At a little after 9 p.m., with the audience roaring, Chaka Khan takes the Superdome stage. She’s a vision of wild beauty. Her boundless alto soars across the adoring, raving fans.
From backstage, Rutledge watches her on a monitor. “Yessss. Work, Chaka,” he cheers.
Had life dealt him a different set of cards, he’d be up there maybe, or on some stage, delivering arias as an opera star. They said he had the voice, he just didn’t have the beauty. He has battled obesity all his life — at his heaviest, his 5-foot-7-inch frame carried 565 pounds, with a 72-inch waist. At 50, he sometimes walks with a cane, or two, the result of mangled bones and cartilage from a lifetime of excessive pounds. That weight has defined his destiny.

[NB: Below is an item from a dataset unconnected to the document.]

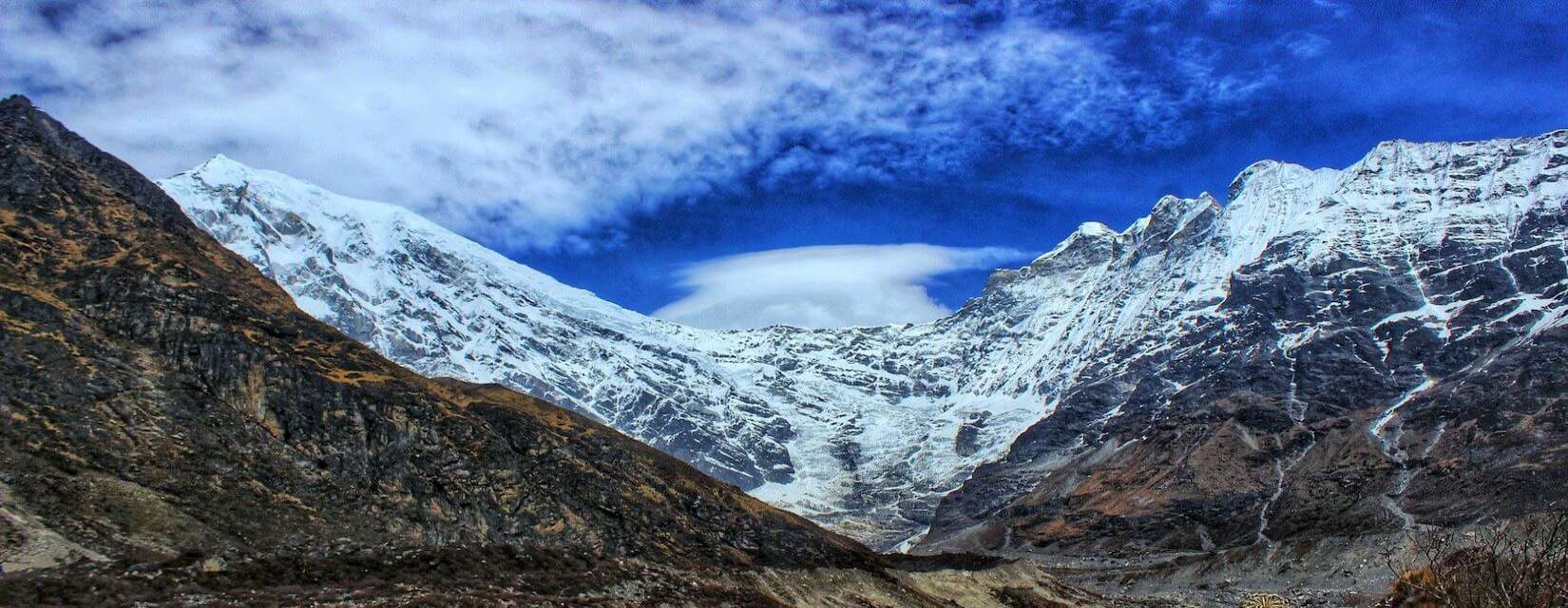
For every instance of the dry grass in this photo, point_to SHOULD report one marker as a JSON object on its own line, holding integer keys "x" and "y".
{"x": 1517, "y": 564}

Rutledge escapes pain by creating beauty. Life in his makeup chair is flawless. There’s no ugly here. No teasing.
In a fashion studio tucked away in a meatpacking district of Chelsea in New York, Rutledge is working on Winfrey as the media mogul prepares to shoot covers for her O magazine. Winfrey has used Rutledge since she saw the first lady on the
June 1, 2009, cover of Time. “I said to myself, ‘Who did that?’ ” Winfrey recalls.